Cependant le critique, en continuant son extrait, trouve des morceaux « très-vifs, très-animés, qui rappellent le ton des plus jolies narrations de Mme de Sévigné. » S’il conclut en disant que Jacques ne vaut pas beaucoup mieux que les Bijoux indiscrets, c’est qu’il a été surtout frappé par les passages licencieux.

Ne nous attachons pas à ces passages, et demandons-nous si réellement Diderot n’a fait que copier Sterne. Dans le Catalogue d’une jolie collection de livres rares et curieux provenant de la bibliothèque d’un homme de lettres bien connu (René Pincebourde, 1871), cet homme de lettres, M. Ch. Monselet, dit de Jacques le Fataliste : « Chef-d’œuvre à la diable, écrit sous l’influence directe de Sterne, et où l’on retrouve avec stupéfaction des pages entières copiées de Tristram Shandy. » Qui ne croirait, après cela, qu’il s’agit de quelque chose de pis qu’une imitation, et qu’on a affaire à un plagiat ? Il en est tout autrement.

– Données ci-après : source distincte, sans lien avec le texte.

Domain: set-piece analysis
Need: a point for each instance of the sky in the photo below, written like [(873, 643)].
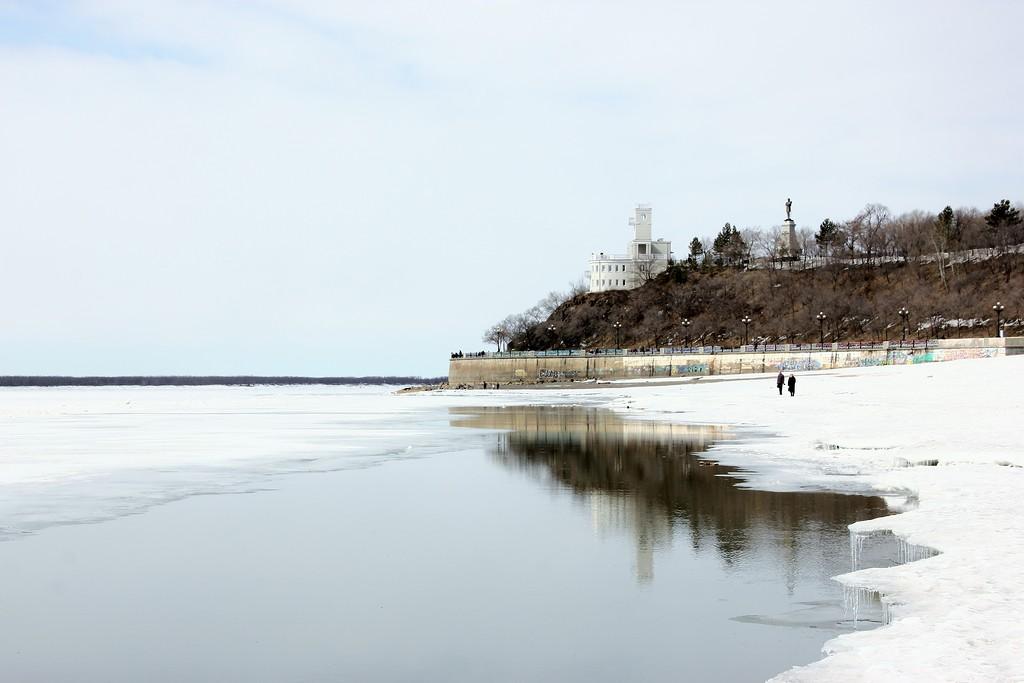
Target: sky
[(346, 187)]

Ces « pages entières » consistent en deux fragments, l’un au commencement du livre, l’autre à l’avant-dernier feuillet, et celui-ci est ainsi annoncé : « Voici le second paragraphe (du prétendu manuscrit d’où est tirée l’histoire des amours de Jacques), copié de la Vie de Tristram Shandy, à moins que l’entretien de Jacques le Fataliste et de son maître ne soit antérieur à cet ouvrage, et que le ministre Sterne ne soit le plagiaire[1], ce que je ne crois pas, mais par une estime toute parti-

  1. L’accusation de plagiat n’a pas été ménagée à Sterne, en Angleterre. On a noté tous les passages qu’il avait empruntés, bien plus pour s’en moquer que pour se les approprier, il est vrai, mais qu’il a eu le tort, par excès d’humour, de ne pas désigner assez clairement comme des citations.